How fast, how far: method diversification for measuring microplastic in environmental samples?

, Rist Sinja, Hartmann Nanna, Welden Natalie.

A diverse array of methods exist to quantify microplastic (MP) in environmental samples, however, the proliferation of new methods has accelerated in recent years. This has resulted in a wide variety of complimentary but also competing approaches to MP sampling, extraction and characterisation. While there is an obvious need for a suite of methods for different purposes, for example the precision required by research and the efficiency needed in monitoring, it has repeatedly been criticised that data are not comparable. Furthermore, the degree to which new methods are acknowledged and adopted and the reasoning behind it are currently unclear. We therefore need to determine the relative usefulness of the increasing number of available methods versus an aggravation of comparability. A systematic review of method use in the MP literature was undertaken, covering five common processing steps: sampling of water for MP, MP extraction from water samples, MP extraction from sediment samples, MP extraction from biota, and MP characterisation. By approaching the literature in reverse chronological order, we identified the first occurrence of a method. New methods were categorised by their “degree of novelty” into: highly novel methods, secondary adaptations of existing methods and smaller, tertiary adaptations of existing methods. Apparent interest in new methods was determined by assessing the average number of citations per month of each publication.
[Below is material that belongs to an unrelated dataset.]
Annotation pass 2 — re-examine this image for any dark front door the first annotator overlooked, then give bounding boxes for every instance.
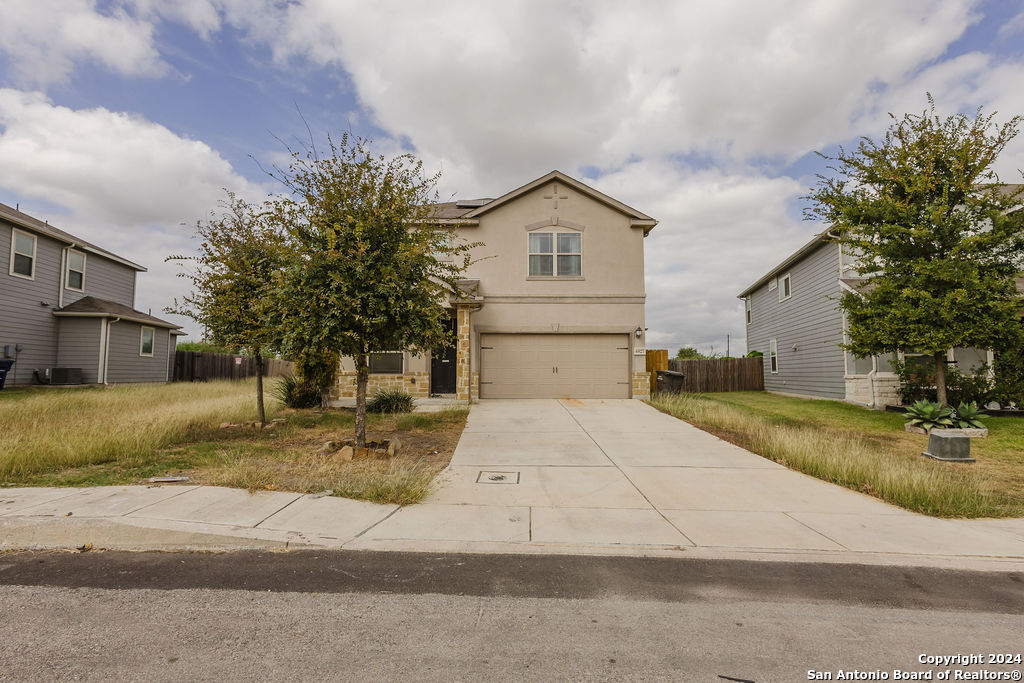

The proportional use of methods across all articles as well as the use of reporting units are also reported. Based on this dataset, we 1) assess the rate of method diversification, 2) identify key developments and points of diversification, and 3) analyse the level of interest in new methods and their apparent spread and adoption. The implications of method selection (accuracy, efficiency, and impacts on reporting and comparability) are highlighted and recommendations specific to both academic research and environmental monitoring are given.